Our inability to demonstrate significant differences in inflammatory response may be due to a number of causes. There may, in fact, be no real differences. The lung injury itself may not be severe enough to allow differences to appear. As in all small animal studies, sample size may play a role. If we define a reduction in proinflammatory cytokine response of 1 standard deviation as clinically important, our results suggest that a total sample size of at least 16–32 animals per group would be necessary to detect this change with a power of 80% and two-sided alpha of 0.05. In addition, our cytokine responses showed no significant trend, suggesting that a larger sample still might not show differences. Finally, this neonatal animal model, while similar in size to preterm newborns, is not a true model of naturally occurring surfactant deficiency. Still, our conclusion that ventilation strategy may be more important that ventilator type seems worthy of continued investigation.

Other recent works support our findings.

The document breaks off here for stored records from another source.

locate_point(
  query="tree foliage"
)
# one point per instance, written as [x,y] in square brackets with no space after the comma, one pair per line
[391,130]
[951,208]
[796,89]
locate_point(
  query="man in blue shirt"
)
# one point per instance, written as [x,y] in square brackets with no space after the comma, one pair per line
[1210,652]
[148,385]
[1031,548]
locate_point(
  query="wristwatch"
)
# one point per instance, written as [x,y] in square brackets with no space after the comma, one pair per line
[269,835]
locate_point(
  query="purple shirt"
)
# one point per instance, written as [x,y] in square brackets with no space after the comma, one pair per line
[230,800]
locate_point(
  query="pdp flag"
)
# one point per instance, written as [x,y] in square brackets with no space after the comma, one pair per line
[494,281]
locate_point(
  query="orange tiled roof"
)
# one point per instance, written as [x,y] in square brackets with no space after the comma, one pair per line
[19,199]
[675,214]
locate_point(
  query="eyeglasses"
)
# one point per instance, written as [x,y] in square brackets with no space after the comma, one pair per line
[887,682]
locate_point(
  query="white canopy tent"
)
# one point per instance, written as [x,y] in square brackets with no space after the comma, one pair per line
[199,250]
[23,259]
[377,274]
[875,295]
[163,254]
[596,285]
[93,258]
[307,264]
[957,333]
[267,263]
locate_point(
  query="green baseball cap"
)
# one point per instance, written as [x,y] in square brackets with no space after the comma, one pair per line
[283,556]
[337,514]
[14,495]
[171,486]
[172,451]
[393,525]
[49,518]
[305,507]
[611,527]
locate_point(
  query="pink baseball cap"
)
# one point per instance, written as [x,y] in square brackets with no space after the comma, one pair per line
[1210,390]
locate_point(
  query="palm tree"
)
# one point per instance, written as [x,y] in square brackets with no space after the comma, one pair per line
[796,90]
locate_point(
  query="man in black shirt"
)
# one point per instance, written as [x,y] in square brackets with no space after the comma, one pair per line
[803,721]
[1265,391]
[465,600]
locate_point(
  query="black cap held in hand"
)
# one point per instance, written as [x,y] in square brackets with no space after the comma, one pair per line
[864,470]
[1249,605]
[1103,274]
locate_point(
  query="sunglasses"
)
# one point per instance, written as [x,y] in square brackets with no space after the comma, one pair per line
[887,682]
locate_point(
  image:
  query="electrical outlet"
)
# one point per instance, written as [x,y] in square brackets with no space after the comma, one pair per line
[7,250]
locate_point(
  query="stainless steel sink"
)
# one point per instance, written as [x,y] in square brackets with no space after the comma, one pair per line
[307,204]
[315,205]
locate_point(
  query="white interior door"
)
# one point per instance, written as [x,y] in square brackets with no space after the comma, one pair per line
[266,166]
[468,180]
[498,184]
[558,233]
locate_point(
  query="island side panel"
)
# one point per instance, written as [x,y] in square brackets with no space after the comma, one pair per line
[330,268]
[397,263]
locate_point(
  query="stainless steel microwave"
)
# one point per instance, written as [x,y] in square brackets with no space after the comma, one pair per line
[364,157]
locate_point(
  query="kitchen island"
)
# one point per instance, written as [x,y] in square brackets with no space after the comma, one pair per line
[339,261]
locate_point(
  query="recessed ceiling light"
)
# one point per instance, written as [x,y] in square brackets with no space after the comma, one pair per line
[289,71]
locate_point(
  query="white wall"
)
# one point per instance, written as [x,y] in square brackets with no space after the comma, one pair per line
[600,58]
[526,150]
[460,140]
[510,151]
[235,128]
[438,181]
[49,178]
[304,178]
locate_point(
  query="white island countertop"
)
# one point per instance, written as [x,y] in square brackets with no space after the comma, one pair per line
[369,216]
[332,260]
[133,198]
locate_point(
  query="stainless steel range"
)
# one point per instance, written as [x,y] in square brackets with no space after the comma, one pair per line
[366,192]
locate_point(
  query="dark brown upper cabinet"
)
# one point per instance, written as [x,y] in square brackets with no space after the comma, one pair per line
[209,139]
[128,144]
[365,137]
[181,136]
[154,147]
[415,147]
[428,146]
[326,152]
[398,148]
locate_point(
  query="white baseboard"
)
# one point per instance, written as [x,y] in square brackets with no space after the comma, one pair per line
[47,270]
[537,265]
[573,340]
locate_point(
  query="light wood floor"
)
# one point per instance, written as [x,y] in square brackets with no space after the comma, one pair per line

In a comparison of HFO to CV in paralyzed surfactant-deficient rabbits with and without surfactant treatment, HFO did not produce better gas exchange, lung deflation stability or pathologic lung injury when lung expansion was preserved. The authors concluded that achieving and maintaining alveolar expansion was more important than ventilator type per se [31]. Similarly, in surfactant-deficient rats, lung volume recruitment during CV and HFO produced no improvement in lung mechanics or protein influx during HFO, again suggesting a critical role for lung volume recruitment in physiologic and pathologic outcome [32]. Finally, a study of sustained inflation as a recruiting technique during CV and HFO in surfactant-deficient rabbits showed similar oxygenation, lung pathology and myeloperoxidase content in the two groups [22]. Taken together, these studies support the concept that lung recruitment and the maintenance of lung volumes, with any ventilator type, may be critical in the ultimate pulmonary pathologic and inflammatory outcomes.